Building a Better Building

The Bullitt Center, one of North America’s most ambitious green buildings. Credit: Benjamin Benschneider Photography, FlickrCC.

Leave it to Denis Hayes, organizer of the first Earth Day back in 1970 and now president of the sustainability oriented Bullitt Foundation, to inspire and commission the greenest commercial building on the planet. Indeed, the six-story, $30 million Bullitt Center, which opened this fall in Seattle and provides office space for the Bullitt Foundation and a half dozen other tenants, is a veritable crystal ball for what commercial office buildings will look like in the future.

The building is so green that it is on track for certification under the International Living Future Institute’s rigorous Living Building Challenge, a performance-based green building certification program that distinguishes structures for their commitment to green attributes including net-zero energy use, energy and water efficiency and non-polluting, locally sourced materials. Once it has been operating as efficiently as advertised for one year, the new building will qualify as just the 16th certified “living building” in the world.

The most obvious of the green technologies in the building is the 14,000-square-foot, 240-kilowatt photovoltaic solar array that juts out over the roof like a hat brim and generates more than enough electricity to power the building, sending extra juice back into the larger grid. With Seattle’s spotty sunshine, energy efficiency is key. To wit, 80% of interior lighting is provided by natural daylight. The building’s “cerebral cortex” (as Hayes calls it) can open windows and activate exterior shutters automatically depending on variables such as sun angle, temperature and wind conditions. Likewise, laptops are the only computers allowed given they use less than a quarter of the energy of desktop computers.

In the basement, a room-sized cistern holds up to 56,000 gallons of Seattle’s most abundant natural resource, rainwater, which would otherwise run off the building, picking up surface pollutants and transporting them into an already severely compromised Puget Sound. Instead, thanks to a simple water collection system (including a small green roof) and the cistern, the rainwater gets filtered, chlorinated and filtered again before it ends up in office workers’ tea cups and water bottles.

Bullitt Center, interior common space. Credit: Brad Kahn, FlickrCC.

All the building’s toilets use minimal amounts of water and compost human waste that’s then trucked 30 miles east and used as fertilizer on a working timber forest. In order to encourage greener commuting, the building has no car parking but does provide bicycle garages and showers. And its siting near public transit in one of the Seattle’s busiest and most dense urban neighborhoods (Capitol Hill) is no accident. This strategic location ranks 98 out of 100 on Walk Score, an index reflecting attributes such as mixed income, mixed use, density, access to public transportation and proximity to schools, parks and local businesses.

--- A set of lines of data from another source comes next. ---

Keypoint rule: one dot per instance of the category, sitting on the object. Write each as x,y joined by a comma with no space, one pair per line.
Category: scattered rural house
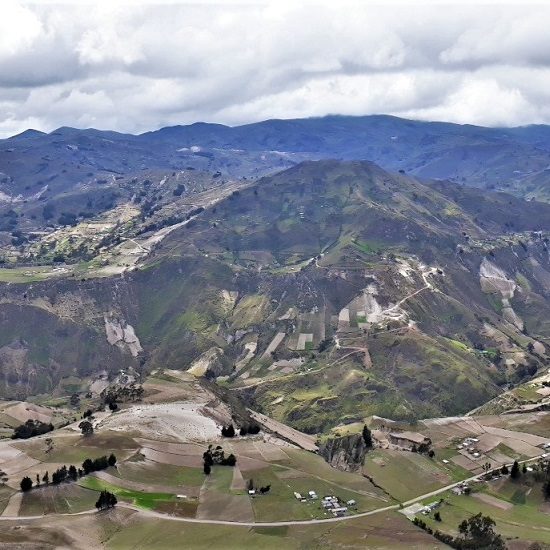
431,507
460,489
408,440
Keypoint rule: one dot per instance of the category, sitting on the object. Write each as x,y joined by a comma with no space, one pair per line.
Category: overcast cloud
135,68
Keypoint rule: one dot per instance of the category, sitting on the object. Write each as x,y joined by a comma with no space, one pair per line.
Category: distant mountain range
513,159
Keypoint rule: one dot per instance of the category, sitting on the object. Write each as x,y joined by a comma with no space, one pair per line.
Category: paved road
158,515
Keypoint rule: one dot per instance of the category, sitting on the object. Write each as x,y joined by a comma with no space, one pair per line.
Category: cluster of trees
86,427
249,429
475,532
122,394
228,431
367,437
217,456
31,428
71,473
105,500
246,429
262,490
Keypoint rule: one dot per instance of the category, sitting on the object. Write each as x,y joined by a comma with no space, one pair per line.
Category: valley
161,301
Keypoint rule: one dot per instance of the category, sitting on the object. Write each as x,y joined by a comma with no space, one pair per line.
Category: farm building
408,439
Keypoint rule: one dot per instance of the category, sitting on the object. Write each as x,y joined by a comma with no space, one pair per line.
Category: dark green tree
106,500
478,532
26,484
86,428
367,437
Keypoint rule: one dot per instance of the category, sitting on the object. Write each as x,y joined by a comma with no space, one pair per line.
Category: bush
26,484
106,500
31,428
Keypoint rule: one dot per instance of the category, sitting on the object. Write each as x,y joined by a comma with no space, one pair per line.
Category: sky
134,67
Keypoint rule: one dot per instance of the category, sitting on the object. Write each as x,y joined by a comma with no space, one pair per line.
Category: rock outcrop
345,453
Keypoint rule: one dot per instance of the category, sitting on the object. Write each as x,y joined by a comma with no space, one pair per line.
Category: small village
330,503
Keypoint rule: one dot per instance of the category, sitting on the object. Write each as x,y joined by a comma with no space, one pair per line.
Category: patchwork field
517,507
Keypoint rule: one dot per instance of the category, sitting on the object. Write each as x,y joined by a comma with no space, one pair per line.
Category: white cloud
133,68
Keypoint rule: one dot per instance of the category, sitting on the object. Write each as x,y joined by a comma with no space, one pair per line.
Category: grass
162,474
524,520
366,247
67,498
405,475
149,501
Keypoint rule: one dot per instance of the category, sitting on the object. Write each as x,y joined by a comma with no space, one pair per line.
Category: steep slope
326,293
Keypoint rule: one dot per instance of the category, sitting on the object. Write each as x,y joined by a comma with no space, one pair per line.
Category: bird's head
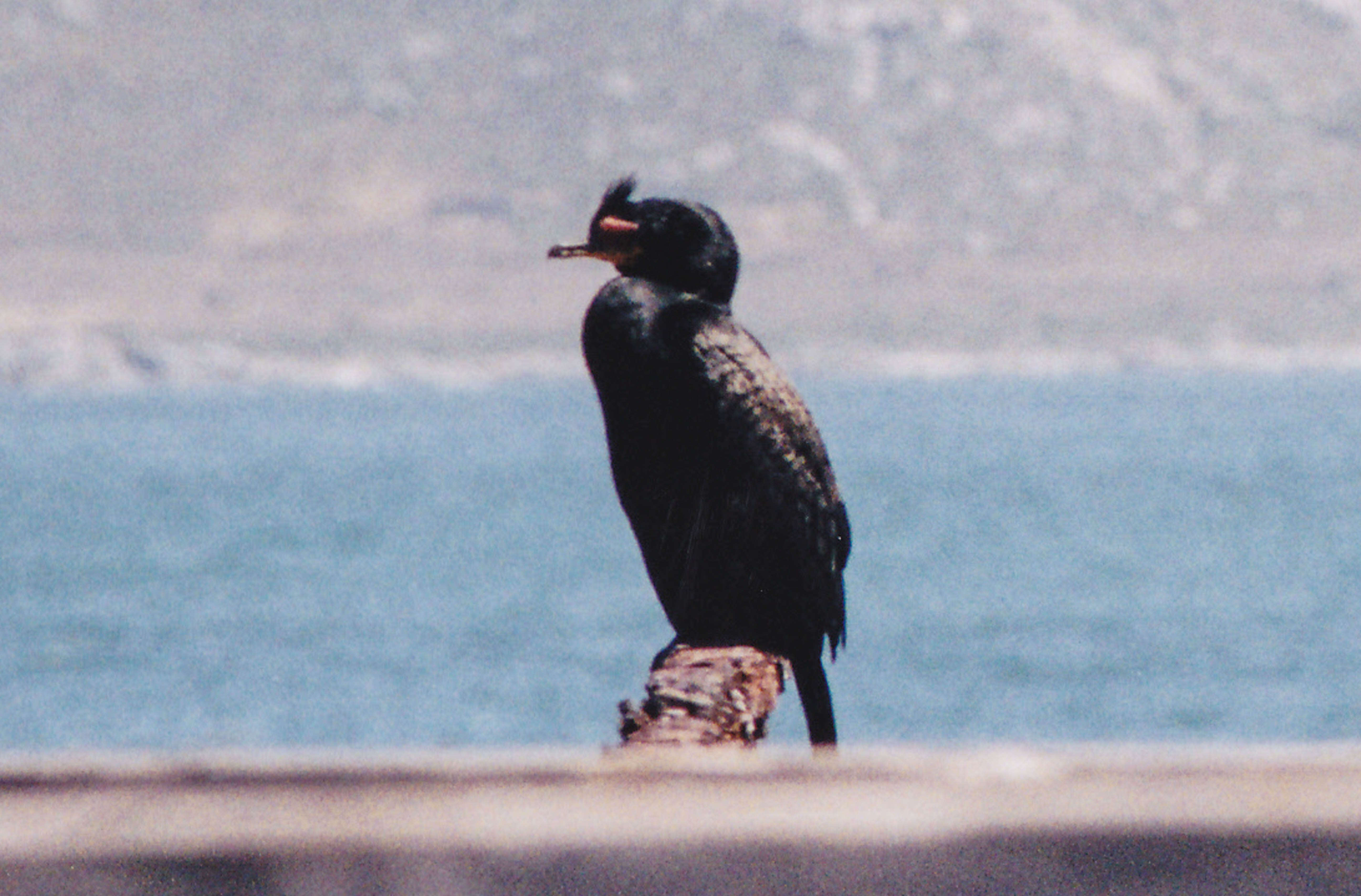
673,243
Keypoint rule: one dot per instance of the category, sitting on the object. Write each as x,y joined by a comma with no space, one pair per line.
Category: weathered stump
705,697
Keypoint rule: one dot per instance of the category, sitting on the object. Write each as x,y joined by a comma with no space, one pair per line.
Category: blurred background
297,446
195,191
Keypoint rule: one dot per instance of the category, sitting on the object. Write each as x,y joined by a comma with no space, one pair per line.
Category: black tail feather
812,682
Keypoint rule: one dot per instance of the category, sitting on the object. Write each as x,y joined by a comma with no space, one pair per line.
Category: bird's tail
812,682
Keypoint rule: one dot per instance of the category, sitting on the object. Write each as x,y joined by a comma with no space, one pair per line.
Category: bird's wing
764,419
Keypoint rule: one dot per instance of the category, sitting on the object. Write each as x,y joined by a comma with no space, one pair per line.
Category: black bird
716,460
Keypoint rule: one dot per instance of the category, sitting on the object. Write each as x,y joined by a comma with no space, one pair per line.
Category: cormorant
716,460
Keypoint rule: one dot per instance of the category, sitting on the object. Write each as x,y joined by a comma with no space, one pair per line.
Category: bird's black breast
719,468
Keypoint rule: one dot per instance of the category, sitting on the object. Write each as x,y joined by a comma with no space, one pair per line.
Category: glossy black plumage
716,460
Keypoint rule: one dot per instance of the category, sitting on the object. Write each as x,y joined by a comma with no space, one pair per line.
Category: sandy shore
1099,819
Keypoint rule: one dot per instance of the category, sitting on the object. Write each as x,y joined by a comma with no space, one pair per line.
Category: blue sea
1140,557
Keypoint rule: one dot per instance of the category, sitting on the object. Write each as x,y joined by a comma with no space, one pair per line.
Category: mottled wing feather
764,417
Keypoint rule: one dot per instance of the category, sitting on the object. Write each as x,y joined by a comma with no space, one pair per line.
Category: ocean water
1107,557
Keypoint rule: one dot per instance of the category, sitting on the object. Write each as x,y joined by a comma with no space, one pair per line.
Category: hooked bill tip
569,252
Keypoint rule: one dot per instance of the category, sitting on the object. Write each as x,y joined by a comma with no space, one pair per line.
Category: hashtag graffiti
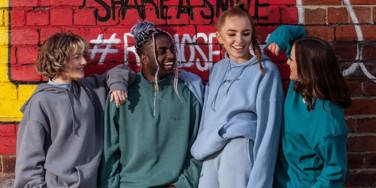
103,46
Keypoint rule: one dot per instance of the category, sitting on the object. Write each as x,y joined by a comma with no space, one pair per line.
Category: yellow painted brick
4,73
3,36
8,91
9,110
4,4
4,17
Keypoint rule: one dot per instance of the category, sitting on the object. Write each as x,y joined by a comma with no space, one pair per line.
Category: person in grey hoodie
60,137
239,131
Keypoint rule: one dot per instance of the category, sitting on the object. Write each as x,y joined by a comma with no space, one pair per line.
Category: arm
269,103
116,79
110,164
191,171
333,151
283,37
31,155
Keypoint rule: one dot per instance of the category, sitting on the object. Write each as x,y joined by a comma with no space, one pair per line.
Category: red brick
322,2
355,160
289,15
324,32
370,52
315,16
47,32
337,15
370,160
363,2
198,19
37,17
370,88
369,32
355,86
367,125
345,51
345,33
17,17
130,20
24,3
9,163
182,20
61,2
362,107
273,15
361,178
24,36
84,17
361,144
25,73
281,2
61,16
151,15
27,55
363,14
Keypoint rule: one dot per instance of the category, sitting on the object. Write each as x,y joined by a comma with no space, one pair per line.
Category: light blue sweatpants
230,168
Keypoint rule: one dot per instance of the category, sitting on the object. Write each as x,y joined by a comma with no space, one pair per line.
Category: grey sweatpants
230,168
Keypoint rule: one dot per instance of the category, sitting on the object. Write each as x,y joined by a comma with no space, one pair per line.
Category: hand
273,47
119,96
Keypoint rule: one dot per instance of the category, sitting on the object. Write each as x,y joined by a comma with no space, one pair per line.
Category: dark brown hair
240,10
56,51
319,74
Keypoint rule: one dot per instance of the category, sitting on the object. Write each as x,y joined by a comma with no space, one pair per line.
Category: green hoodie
145,150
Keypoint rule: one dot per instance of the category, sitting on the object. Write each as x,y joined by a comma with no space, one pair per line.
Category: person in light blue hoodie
242,113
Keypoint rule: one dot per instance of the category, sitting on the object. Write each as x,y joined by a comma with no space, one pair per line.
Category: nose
83,61
171,54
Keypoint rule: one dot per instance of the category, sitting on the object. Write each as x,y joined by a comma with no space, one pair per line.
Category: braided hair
145,32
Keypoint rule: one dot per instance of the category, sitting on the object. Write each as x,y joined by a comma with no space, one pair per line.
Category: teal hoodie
313,143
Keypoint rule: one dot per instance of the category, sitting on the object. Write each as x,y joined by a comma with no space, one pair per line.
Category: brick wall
348,25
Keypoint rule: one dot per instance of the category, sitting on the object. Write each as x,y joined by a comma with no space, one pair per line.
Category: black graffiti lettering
185,9
106,8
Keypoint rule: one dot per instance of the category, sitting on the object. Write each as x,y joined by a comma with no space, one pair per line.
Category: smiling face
74,67
236,36
165,56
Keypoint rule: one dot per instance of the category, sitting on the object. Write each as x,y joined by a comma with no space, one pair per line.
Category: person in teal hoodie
147,140
314,134
242,114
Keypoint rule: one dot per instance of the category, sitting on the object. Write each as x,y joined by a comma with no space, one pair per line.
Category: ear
144,59
219,38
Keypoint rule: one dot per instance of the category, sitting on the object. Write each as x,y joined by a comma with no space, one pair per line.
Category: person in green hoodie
147,140
314,135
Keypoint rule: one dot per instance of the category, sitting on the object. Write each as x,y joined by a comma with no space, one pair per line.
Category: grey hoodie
60,137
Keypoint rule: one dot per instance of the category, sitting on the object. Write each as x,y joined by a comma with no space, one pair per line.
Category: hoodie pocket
62,181
87,174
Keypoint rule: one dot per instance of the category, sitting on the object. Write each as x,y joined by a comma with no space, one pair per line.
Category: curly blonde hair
56,52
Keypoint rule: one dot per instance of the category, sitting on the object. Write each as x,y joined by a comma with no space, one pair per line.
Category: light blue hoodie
242,102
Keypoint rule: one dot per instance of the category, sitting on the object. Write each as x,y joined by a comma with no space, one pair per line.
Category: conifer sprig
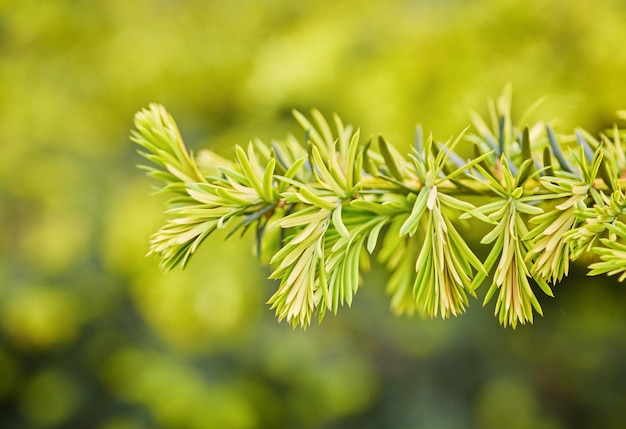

Meanwhile, bulky or heavy building materials (wood, steel, concrete, etc.) needed to construct the building were sourced as locally as possible, most from within 300 miles, to minimize shipping costs and associated pollution. And all the timber used in construction of the building—the first timber frame commercial structure put up in Seattle since the 1920s—is certified as sustainably harvested by the Forest Stewardship Council (FSC).

One aspect of living up to the high standards of the Living Building Challenge that Hayes, an activist at heart, has found particularly satisfying, is the requirement to advocate for change. In that spirit, when Hayes and company realized that the vapor barrier that gets sprayed under the building’s exterior aluminum siding contained phthalates (noxious chemicals linked to reproductive and other human health problems) they asked the manufacturer, Prosoco, to come up with a different formulation free of the harsh chemicals. The company not only rose to the challenge, but is now in the process of converting its entire line over to this greener formulation, meaning thousands of buildings a year in the U.S. and beyond will have greener vapor barriers.

Hayes and his supporters also successfully lobbied the city of Seattle to exempt their project from building height restrictions so that it could be tall enough to generate all of its electricity from solar power. Given this push, the city started its own “Deep Green” pilot program that encourages building developers to shoot for similarly lofty sustainability oriented goals. “It shouldn’t be illegal to build a super-green building,” says Hayes.

Hayes relishes these “domino effects.” And while he expects the building to be around for a long time—250 years, or five times as long as a similarly sized conventional building—he hopes it won’t be the greenest commercial building on the planet for long.

“One building off by itself has zero impact on the world’s climate,” he says. “But a building that is influential and begins to change the way that architects, engineers, contractors, developers and financial institutions view the built environment—that’s a building that was worth building.”